First, ensure you have the data you need from your business about your customers – how are they consuming your products, services, content – in store, online and (if you have one) in-app.

Second, update your existing audience profiles to help you answer key questions. Where can our brand add value or assistance? Where and how can we be relevant?

Only once you have dealt with these first two can you understand which mobile technologies to pilot. Tesco, John Lewis, Walgreens, Virgin Atlantic and McDonald’s are all testing various mobile technologies to understand if these additional services are something that the consumer wants, and whether they will deliver additional value to the business, be it consumer data or revenue.

So the question is about drawing lines between technology, data and content initiatives. Its more about understanding how each one informs and enhances the other, and how technology connects all of the platforms, devices and wearables in real-time.
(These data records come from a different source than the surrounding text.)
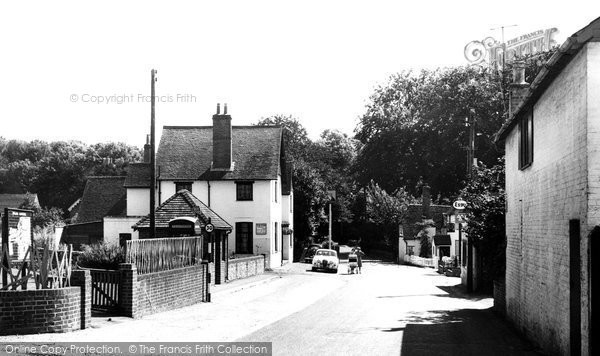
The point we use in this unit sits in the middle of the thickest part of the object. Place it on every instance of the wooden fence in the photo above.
(47, 268)
(105, 289)
(155, 255)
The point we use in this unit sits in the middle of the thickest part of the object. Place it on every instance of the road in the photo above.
(391, 310)
(387, 310)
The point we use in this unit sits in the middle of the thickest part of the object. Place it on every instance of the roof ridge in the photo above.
(183, 127)
(187, 196)
(206, 206)
(147, 216)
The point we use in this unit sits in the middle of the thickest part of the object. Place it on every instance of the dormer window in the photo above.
(183, 185)
(526, 140)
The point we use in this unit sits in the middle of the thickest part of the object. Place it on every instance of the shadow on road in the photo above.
(461, 332)
(460, 291)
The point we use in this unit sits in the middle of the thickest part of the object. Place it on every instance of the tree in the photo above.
(294, 134)
(42, 217)
(414, 128)
(310, 199)
(57, 171)
(386, 210)
(486, 222)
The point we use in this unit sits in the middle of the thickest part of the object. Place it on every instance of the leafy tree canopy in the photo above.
(414, 128)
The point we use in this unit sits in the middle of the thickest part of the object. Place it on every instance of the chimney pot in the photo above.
(222, 146)
(147, 149)
(519, 74)
(518, 88)
(426, 197)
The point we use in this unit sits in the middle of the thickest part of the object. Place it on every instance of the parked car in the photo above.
(310, 253)
(326, 259)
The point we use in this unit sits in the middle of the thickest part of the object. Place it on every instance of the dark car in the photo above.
(310, 253)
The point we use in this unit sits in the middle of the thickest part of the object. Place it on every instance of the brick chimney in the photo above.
(518, 88)
(147, 148)
(426, 197)
(222, 152)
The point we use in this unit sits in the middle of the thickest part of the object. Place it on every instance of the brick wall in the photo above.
(246, 267)
(500, 297)
(42, 311)
(156, 292)
(541, 200)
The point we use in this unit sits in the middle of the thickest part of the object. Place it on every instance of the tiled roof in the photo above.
(138, 175)
(183, 204)
(14, 200)
(185, 152)
(552, 68)
(102, 196)
(414, 215)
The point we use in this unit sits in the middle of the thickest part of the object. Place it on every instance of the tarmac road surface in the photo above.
(392, 310)
(387, 310)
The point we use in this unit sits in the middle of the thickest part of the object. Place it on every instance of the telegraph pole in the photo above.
(152, 154)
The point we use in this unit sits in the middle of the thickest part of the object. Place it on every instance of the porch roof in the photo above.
(184, 204)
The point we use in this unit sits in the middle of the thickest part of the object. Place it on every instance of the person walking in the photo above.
(359, 255)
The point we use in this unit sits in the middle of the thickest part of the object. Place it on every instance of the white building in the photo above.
(552, 144)
(240, 172)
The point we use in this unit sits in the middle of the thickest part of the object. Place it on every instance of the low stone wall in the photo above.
(47, 310)
(167, 290)
(246, 267)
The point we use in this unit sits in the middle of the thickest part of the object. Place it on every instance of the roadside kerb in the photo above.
(240, 284)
However, the general consensus amongst agency executives at Cannes was that data is now sitting at the top of the planning cycles rather than an afterthought, and very much shapes both the platform the campaign will run on and the content.

But what about publishers and specifically the premium publishers of this world? They have survived platform changes before, but too many brands are just not seen as being as sexy as the mobile royalty publishers and apps like Instagram, Snapchat and Facebook. If tech, data and content are the digital currency we now trade on, surely some of the premium publishers are in pole position to help drive the mobile agenda.

What they are quietly evaluating are the capabilities of the SSPs to effectively monetize their inventory and audience data. Having hundreds of integrations with demand partners does not equate to a genuine understanding of the advertisers’ business, broader campaign objectives and consumer behaviours.

Too often programmatic buying on the demand side sits very much at the executional stage of campaign, where it’s a shoot-out in the exchanges to find your consumer with all the required data points, e.g. location. It’s often the same old environment play, the only change to days-gone-by is that the fax machine and paper IO have now gone.

There are certainly some exciting advancements in the areas of ad verification and the topic of the moment, ad blocking, but let’s not forget the fundamentals in all this. Or indeed the context of the same challenges that exist on desktop – for example, the 28 per cent of desktop users who delete first-party cookies, according to Comscore, or the 144m people regularly using ad blocking software on desktop, according to a report by PageFair.

So what lies ahead, in the months post-Cannes? Opportunity and lots of it. I’m expecting to see more brand and agencies strike more global and strategic alliances with mobile partners that focus on the licencing/building of their SaaS based platforms to help enable much deeper and richer audience profiles.

It could be integrations into CRM or applications. It could be feeding live data into comms planning tools to transform static audience data, into the desired “real-time” audience planning that is required for our mobile world.

I’m not holding out hope to see a Mobile Lion in 2016 for the “most creative use of a UID” or “ best use of wearable technology”. However, what we will see at Cannes 2016 is the next wave of transformational marketers, agencies and companies who are helping pioneer the new marketing ecosystem with mobile its in DNA.